It is typical of Mucha’s style, combining elements of design and traditional art in the Art Nouveau style. These four lithographs, executed in 1899 during the height of Mucha’s popularity, feature images of women adorned in flowing robes against backgrounds from nature and are typified by the delicate use of colour and swirling depictions of natural surroundings. The framing of each depiction recalls the stained glass and form of Gothic architecture, and the combination is at once both harmonious and breathtaking.
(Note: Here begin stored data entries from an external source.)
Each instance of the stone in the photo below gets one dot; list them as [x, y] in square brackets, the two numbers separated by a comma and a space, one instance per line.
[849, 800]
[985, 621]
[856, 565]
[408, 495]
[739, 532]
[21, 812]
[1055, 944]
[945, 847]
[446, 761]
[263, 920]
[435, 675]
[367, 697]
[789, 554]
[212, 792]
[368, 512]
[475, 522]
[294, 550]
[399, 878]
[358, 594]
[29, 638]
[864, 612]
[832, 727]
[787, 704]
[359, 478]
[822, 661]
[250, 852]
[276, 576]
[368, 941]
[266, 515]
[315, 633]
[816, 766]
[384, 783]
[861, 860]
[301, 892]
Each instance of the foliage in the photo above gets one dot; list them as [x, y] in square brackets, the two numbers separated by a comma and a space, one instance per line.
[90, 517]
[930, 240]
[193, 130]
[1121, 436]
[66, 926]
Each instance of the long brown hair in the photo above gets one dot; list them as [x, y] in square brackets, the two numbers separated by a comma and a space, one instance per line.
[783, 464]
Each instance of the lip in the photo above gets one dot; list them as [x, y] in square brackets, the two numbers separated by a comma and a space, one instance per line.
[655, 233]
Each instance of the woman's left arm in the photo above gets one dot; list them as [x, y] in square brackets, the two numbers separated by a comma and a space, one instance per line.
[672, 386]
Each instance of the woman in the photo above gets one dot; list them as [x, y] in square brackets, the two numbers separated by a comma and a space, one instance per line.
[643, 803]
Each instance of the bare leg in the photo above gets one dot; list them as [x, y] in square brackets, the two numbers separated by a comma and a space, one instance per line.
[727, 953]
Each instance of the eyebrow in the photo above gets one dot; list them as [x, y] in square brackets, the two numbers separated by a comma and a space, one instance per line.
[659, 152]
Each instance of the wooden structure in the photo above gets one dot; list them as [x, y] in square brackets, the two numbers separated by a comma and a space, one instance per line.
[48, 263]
Mucha's popularity soared after he created a poster for the actress Sarah Bernhardt, advertising her role in the play Gismonda. The actress subsequently commissioned him to create further such work for a six year period. The Art Nouveau style, with inspiration taken heavily from the swirling forms of plants, leaves and flowers, was hugely popular before the rise of Art Deco, and has remained so today. Mucha’s work has perhaps remained popular because of its affinity with the themes of nature and its blend of artistic genius, magnificent execution and ability to combine elements of design with formal artistry.
In the 1960s Mucha's work enjoyed a revival, perhaps due to the symbolism of flowers and nature ringing true within the peace and 'hippy' movements. The style of Art Nouveau, and Alphonse Mucha, also fitted well with the 'psychedelic' trend in the 1960s and this is testimony to the timelessness and adaptability of Mucha’s work.